Quizás porque resultaba un escritor ajeno a las clasificaciones, regateador de estilos, obsesionado con la reinvención.
 Para él, cada nueva obra era la primera.
 Así, alguien puede encontrar obsesiones similares en Aura, Terra nostra o La muerte de Artemio Cruz, ligazones azarosas en La silla del Águila o Diana y la cazadora solitaria y Los años con Laura Díaz, pero jamás hallará la misma estructura, ni el mismo discurso, ni personajes que se le parezcan o tiempos narrativos redundantes.
Fuentes era la aventura y el delirio experimental, la dedicación, la indagación y el trabajo sin excusas volcado en su literatura sin distracciones para redondear esa suma literaria del tiempo de todos nosotros que es pasado, presente y futuro, ese aire que acoge sin precisión matemática a la especie.
Sobre todo después de que un día, su íntimo amigo García Márquez, en los días que se ganaban buena parte de su vida inventando guiones para pagar las facturas, le exhortara:
“Pero Fontacho, ¿qué vamos a hacer? ¿Salvar el cine mexicano o escribir nuestras novelas?”, rememoraba ayer García de la Concha.
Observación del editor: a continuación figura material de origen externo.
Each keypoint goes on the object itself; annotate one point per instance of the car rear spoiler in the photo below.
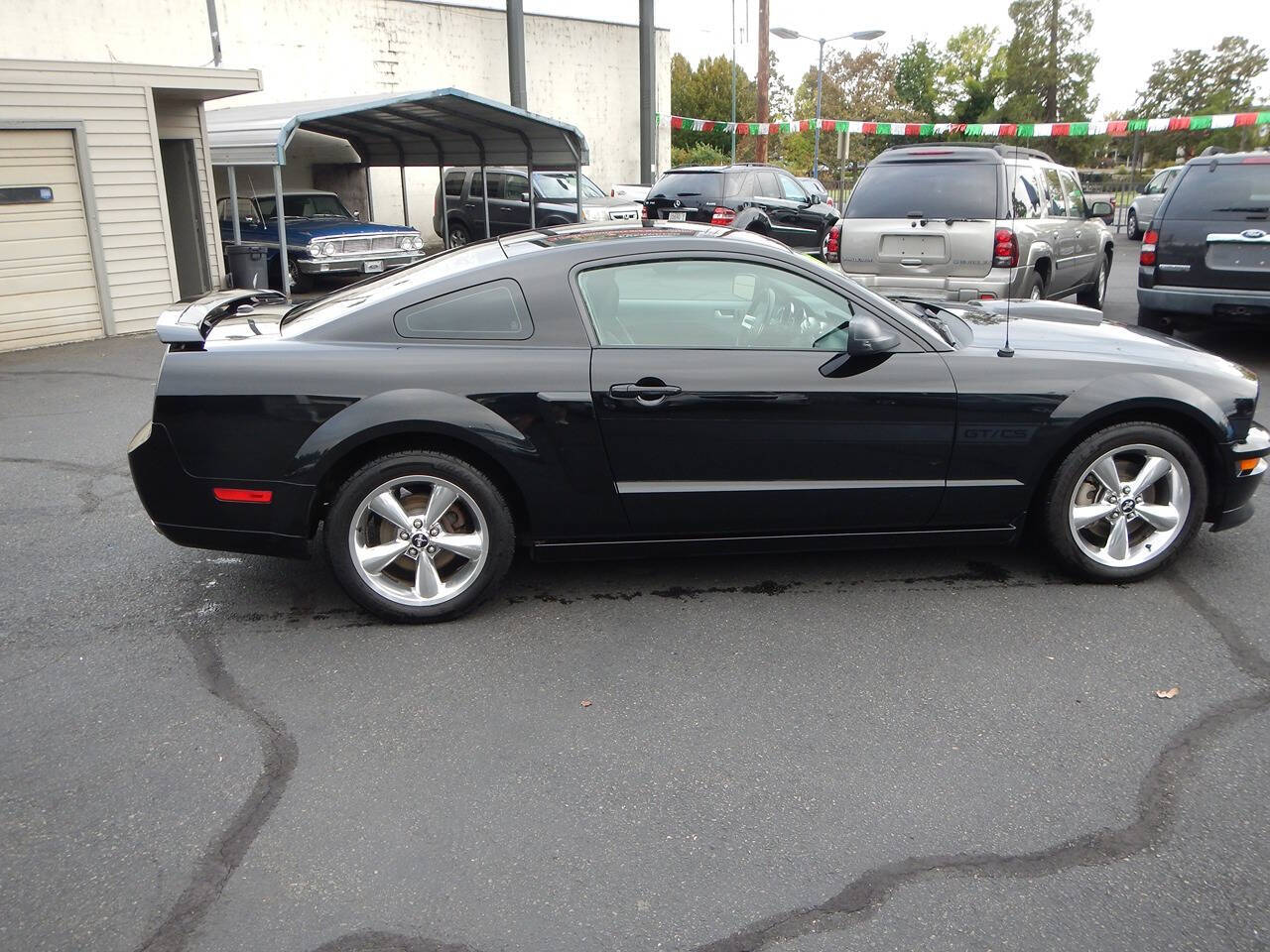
(190, 321)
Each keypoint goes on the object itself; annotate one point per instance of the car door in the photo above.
(1058, 231)
(1084, 231)
(728, 405)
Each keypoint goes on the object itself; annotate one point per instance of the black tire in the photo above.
(1130, 226)
(499, 529)
(1056, 509)
(1155, 320)
(1092, 296)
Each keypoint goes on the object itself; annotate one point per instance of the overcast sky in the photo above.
(1127, 36)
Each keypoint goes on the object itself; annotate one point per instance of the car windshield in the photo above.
(926, 189)
(380, 287)
(563, 184)
(1223, 191)
(307, 206)
(689, 184)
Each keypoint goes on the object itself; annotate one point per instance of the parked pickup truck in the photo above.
(322, 238)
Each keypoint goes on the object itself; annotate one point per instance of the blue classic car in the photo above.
(322, 236)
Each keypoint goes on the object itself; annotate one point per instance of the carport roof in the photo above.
(436, 127)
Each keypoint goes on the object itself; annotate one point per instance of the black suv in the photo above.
(556, 202)
(1206, 258)
(754, 197)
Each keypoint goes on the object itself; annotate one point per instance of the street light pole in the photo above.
(786, 33)
(820, 81)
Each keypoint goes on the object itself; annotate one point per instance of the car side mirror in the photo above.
(869, 336)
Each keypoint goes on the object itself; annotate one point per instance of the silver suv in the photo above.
(1144, 206)
(971, 222)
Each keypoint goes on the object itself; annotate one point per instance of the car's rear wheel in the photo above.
(1125, 502)
(1093, 295)
(420, 537)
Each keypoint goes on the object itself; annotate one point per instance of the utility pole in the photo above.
(733, 81)
(647, 93)
(761, 145)
(1052, 79)
(516, 51)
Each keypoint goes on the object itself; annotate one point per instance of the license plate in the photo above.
(925, 246)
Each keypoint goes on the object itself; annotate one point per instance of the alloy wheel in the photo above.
(418, 539)
(1129, 507)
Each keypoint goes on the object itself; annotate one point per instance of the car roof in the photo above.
(606, 235)
(1230, 158)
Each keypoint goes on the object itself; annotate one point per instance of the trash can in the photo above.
(248, 267)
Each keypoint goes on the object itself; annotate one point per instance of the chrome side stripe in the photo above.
(795, 485)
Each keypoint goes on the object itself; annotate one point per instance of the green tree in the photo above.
(705, 93)
(1049, 67)
(1197, 82)
(917, 76)
(860, 86)
(971, 75)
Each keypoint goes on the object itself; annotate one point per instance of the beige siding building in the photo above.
(105, 200)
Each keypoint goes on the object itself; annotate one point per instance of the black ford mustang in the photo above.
(671, 388)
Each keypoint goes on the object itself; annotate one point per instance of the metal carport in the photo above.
(440, 127)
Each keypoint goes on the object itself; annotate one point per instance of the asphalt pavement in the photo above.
(935, 749)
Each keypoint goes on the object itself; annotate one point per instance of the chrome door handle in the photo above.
(643, 391)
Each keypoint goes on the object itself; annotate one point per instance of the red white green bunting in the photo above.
(1021, 130)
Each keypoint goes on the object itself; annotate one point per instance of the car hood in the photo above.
(331, 227)
(1058, 326)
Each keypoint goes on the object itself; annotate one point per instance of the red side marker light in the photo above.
(226, 494)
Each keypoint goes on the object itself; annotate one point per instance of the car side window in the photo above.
(516, 188)
(1056, 204)
(490, 311)
(1075, 195)
(790, 189)
(714, 303)
(1028, 202)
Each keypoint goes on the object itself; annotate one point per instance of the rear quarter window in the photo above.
(490, 311)
(689, 184)
(1222, 191)
(926, 188)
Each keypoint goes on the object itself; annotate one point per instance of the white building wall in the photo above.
(578, 71)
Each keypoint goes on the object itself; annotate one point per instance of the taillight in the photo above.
(832, 249)
(1147, 254)
(722, 216)
(1005, 249)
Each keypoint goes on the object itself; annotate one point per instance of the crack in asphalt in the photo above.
(86, 494)
(857, 901)
(226, 852)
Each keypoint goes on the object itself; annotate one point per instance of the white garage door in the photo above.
(48, 284)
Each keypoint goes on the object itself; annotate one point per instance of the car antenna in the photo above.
(1006, 350)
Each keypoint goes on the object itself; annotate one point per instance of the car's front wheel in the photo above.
(1125, 502)
(420, 537)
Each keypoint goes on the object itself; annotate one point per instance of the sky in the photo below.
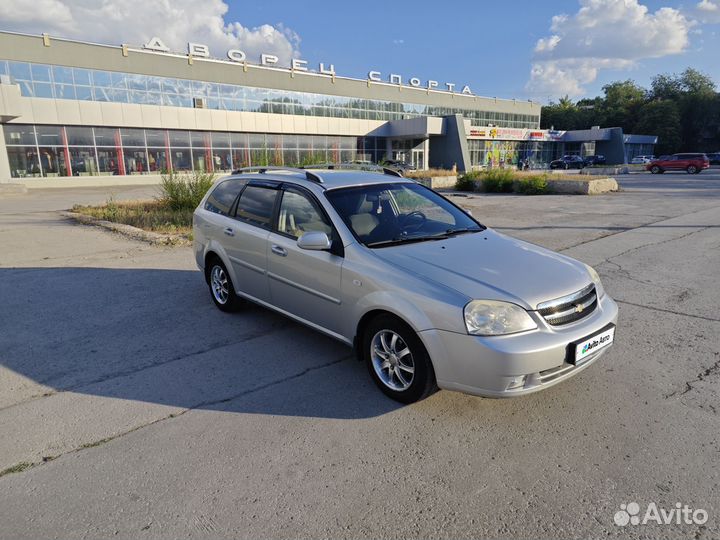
(524, 49)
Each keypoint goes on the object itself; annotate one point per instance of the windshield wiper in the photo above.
(404, 240)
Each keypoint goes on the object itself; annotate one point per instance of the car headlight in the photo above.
(599, 290)
(493, 318)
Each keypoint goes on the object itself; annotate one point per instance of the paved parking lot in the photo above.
(131, 407)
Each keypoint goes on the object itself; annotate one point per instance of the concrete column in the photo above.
(4, 161)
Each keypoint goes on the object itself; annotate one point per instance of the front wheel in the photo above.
(397, 360)
(221, 287)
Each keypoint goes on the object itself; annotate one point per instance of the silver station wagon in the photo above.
(427, 295)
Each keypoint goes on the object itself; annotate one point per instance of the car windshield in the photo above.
(382, 215)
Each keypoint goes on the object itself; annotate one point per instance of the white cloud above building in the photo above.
(603, 34)
(175, 22)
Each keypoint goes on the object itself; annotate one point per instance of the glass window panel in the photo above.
(49, 135)
(101, 94)
(220, 139)
(83, 93)
(79, 136)
(82, 76)
(105, 136)
(222, 159)
(52, 160)
(132, 137)
(64, 91)
(62, 75)
(155, 137)
(135, 161)
(157, 160)
(101, 78)
(43, 90)
(108, 161)
(179, 138)
(19, 134)
(24, 161)
(181, 159)
(82, 161)
(136, 82)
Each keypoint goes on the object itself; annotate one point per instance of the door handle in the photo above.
(277, 250)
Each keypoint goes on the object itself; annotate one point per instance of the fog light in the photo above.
(517, 382)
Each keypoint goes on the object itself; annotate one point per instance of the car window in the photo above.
(221, 199)
(256, 205)
(299, 214)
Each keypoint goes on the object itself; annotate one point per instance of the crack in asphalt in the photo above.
(702, 317)
(118, 374)
(24, 466)
(707, 372)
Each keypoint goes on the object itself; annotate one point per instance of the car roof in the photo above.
(328, 178)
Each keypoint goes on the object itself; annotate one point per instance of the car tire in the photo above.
(406, 377)
(221, 286)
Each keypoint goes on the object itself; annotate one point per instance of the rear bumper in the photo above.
(491, 366)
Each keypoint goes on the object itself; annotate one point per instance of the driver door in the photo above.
(302, 282)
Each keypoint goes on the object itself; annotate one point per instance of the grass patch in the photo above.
(20, 467)
(427, 173)
(170, 213)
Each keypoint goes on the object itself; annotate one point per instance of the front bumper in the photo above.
(489, 366)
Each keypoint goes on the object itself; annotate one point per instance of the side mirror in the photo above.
(314, 241)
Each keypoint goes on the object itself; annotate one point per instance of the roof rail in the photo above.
(355, 166)
(262, 169)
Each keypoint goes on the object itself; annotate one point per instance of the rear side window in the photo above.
(223, 196)
(256, 205)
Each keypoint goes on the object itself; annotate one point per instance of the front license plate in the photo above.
(586, 347)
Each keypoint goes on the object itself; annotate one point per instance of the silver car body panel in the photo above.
(426, 284)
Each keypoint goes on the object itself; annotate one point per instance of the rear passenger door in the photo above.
(302, 282)
(246, 238)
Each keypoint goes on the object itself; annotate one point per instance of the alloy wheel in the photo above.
(392, 360)
(219, 284)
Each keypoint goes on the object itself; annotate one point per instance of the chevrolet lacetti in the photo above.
(427, 295)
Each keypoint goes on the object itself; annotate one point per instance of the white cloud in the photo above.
(603, 34)
(135, 21)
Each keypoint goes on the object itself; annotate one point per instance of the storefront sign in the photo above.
(200, 50)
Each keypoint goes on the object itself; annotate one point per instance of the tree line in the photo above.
(682, 110)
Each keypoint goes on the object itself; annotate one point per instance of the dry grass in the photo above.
(154, 216)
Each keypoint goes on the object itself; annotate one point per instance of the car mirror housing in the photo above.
(314, 241)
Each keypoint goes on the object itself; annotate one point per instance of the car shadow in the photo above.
(154, 335)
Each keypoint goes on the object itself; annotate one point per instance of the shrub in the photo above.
(532, 185)
(184, 191)
(465, 183)
(498, 180)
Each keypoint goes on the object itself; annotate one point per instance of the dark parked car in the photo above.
(692, 163)
(594, 160)
(568, 162)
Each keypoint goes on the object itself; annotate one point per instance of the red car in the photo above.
(692, 163)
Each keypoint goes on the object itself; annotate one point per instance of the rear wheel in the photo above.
(221, 286)
(397, 360)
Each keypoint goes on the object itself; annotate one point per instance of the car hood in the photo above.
(491, 266)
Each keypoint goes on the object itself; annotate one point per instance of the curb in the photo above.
(135, 233)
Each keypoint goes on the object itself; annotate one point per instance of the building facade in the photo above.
(74, 110)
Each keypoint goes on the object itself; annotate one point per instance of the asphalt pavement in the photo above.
(131, 407)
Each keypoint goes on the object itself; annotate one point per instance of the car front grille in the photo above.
(570, 308)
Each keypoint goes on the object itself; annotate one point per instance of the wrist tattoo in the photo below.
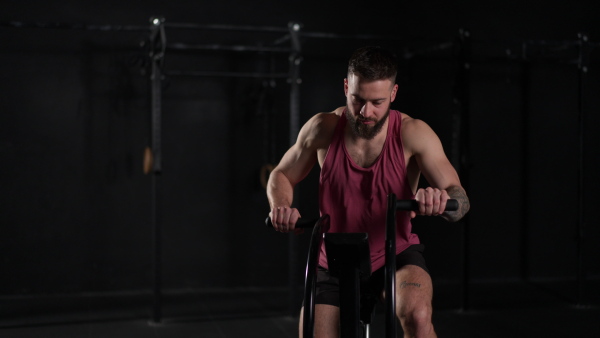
(405, 284)
(460, 195)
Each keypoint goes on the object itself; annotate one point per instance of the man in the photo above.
(367, 151)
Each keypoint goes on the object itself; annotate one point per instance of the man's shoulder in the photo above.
(325, 122)
(319, 130)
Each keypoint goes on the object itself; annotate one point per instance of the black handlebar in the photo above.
(302, 223)
(413, 205)
(404, 205)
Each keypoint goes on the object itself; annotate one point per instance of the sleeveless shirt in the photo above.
(355, 198)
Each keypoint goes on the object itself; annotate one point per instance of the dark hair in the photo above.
(373, 63)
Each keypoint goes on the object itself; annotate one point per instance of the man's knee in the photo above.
(415, 318)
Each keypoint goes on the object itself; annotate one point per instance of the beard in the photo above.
(365, 131)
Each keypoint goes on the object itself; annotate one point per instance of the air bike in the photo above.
(349, 259)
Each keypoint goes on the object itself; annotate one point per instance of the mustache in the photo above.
(363, 119)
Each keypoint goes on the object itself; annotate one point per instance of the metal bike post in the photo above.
(390, 268)
(158, 44)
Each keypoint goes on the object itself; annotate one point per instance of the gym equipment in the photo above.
(348, 258)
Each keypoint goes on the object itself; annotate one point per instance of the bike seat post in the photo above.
(348, 258)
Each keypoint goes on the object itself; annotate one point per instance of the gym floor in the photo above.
(508, 309)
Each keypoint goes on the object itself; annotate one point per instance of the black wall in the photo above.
(75, 119)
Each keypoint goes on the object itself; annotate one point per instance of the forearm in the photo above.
(280, 191)
(459, 194)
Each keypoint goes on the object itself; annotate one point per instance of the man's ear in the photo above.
(394, 92)
(346, 87)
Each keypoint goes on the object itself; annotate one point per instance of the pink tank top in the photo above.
(355, 198)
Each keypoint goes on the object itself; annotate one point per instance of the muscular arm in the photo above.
(293, 167)
(425, 148)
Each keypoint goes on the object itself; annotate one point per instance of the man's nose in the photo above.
(366, 110)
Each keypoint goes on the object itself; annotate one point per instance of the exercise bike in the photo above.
(349, 259)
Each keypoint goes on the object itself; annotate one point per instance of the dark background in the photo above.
(76, 212)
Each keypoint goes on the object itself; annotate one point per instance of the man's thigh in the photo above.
(327, 321)
(413, 288)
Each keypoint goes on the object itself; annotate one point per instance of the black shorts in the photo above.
(328, 287)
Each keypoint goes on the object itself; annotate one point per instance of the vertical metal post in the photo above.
(461, 146)
(390, 267)
(158, 44)
(524, 245)
(294, 79)
(583, 69)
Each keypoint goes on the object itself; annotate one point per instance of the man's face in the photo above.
(368, 104)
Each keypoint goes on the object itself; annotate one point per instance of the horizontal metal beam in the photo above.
(233, 48)
(193, 73)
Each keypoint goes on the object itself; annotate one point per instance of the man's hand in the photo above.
(284, 219)
(432, 202)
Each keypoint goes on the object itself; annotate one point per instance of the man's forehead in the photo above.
(357, 79)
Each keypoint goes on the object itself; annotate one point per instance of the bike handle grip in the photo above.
(413, 205)
(301, 223)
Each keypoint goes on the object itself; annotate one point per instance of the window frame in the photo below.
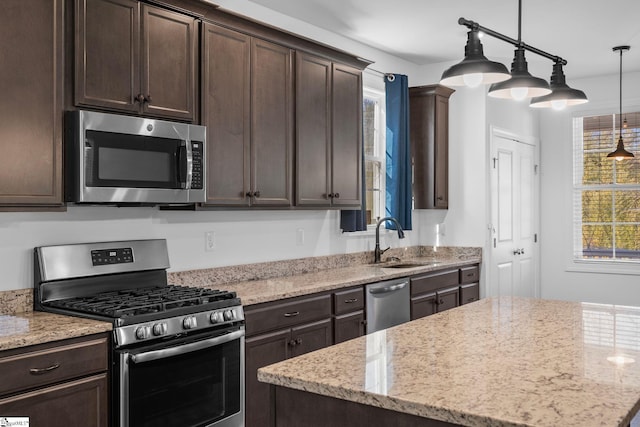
(576, 187)
(379, 147)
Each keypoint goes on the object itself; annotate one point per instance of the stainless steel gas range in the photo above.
(178, 352)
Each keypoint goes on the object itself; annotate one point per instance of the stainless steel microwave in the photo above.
(118, 159)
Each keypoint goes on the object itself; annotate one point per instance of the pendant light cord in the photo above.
(620, 118)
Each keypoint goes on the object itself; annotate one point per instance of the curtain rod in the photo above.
(390, 76)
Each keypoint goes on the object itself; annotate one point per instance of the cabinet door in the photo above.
(226, 91)
(348, 326)
(441, 156)
(271, 124)
(107, 58)
(262, 350)
(469, 293)
(169, 49)
(311, 337)
(447, 298)
(424, 305)
(31, 103)
(313, 131)
(79, 403)
(346, 151)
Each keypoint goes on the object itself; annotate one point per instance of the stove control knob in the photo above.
(189, 322)
(216, 317)
(143, 332)
(159, 329)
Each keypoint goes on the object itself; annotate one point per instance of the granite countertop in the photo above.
(495, 362)
(259, 291)
(34, 327)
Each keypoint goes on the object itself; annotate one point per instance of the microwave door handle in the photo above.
(185, 164)
(186, 348)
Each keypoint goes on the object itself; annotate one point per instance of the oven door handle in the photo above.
(186, 348)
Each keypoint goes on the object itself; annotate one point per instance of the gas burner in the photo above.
(144, 301)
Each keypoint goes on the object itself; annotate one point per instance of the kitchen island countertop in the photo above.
(496, 362)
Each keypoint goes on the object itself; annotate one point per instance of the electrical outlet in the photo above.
(209, 241)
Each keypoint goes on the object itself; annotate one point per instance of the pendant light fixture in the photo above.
(620, 153)
(561, 95)
(475, 68)
(521, 85)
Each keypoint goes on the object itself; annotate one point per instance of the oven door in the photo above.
(189, 382)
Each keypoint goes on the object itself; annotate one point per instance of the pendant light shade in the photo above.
(620, 153)
(561, 94)
(521, 85)
(475, 68)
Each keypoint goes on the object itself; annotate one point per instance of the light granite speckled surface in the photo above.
(34, 327)
(258, 283)
(16, 301)
(495, 362)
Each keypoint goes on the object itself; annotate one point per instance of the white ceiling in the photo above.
(426, 31)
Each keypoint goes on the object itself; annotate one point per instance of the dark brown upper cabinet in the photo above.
(31, 105)
(136, 58)
(247, 106)
(429, 133)
(329, 133)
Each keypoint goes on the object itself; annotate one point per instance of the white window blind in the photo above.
(606, 192)
(374, 154)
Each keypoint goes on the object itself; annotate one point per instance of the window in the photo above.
(606, 192)
(374, 154)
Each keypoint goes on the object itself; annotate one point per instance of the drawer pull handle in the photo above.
(292, 314)
(40, 371)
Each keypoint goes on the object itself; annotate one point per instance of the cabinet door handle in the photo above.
(292, 314)
(40, 371)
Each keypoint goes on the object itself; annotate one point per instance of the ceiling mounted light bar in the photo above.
(519, 84)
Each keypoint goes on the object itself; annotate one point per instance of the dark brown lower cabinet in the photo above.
(271, 347)
(64, 383)
(348, 326)
(79, 403)
(295, 408)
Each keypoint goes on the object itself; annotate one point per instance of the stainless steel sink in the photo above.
(407, 264)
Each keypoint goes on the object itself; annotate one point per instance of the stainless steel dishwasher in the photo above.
(388, 304)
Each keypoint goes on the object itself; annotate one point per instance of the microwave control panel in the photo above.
(196, 153)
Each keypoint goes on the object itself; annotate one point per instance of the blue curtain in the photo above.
(398, 197)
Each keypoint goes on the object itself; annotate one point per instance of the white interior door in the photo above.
(514, 215)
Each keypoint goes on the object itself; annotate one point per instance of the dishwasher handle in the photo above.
(387, 289)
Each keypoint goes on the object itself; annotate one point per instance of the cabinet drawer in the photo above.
(348, 300)
(40, 367)
(285, 314)
(469, 274)
(447, 298)
(433, 281)
(469, 293)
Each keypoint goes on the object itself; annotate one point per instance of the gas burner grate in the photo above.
(141, 301)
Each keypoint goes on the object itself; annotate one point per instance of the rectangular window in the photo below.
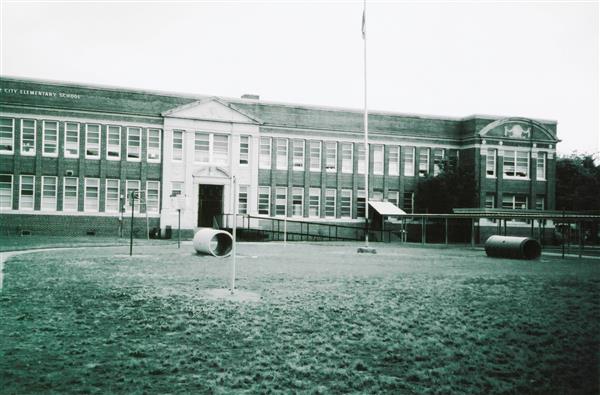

A partir de ahí ya merodeaba por el ánimo de ambos romper con todo y perdurar. Caballero Bonald expresó toda la hondura y el pulso entre eterno y transgresor que le movió en sus certeras y profundas líneas de ayer basadas en un análisis del ensayo de Fuentes, ‘La nueva novela hispanoamericana’.
Para el poeta jerezano, la clave del mexicano y del ‘boom’ fue seguir la estela de los antiguos cronistas de indias.
 “Como ellos tuvieron que nombrar cosas no antes vistas, como en Macondo y así pertenecen a una cadena de acordes léxicos y sintácticos que busca en el mestizaje sus raíces poéticas. Revitalizan y rescatan el verbo, lo utilizan contra el dogma y la musaraña académica.
 Que magnífica lengua impura la que hablan esos personajes que deben acudir a sus novelas para saber que existen”.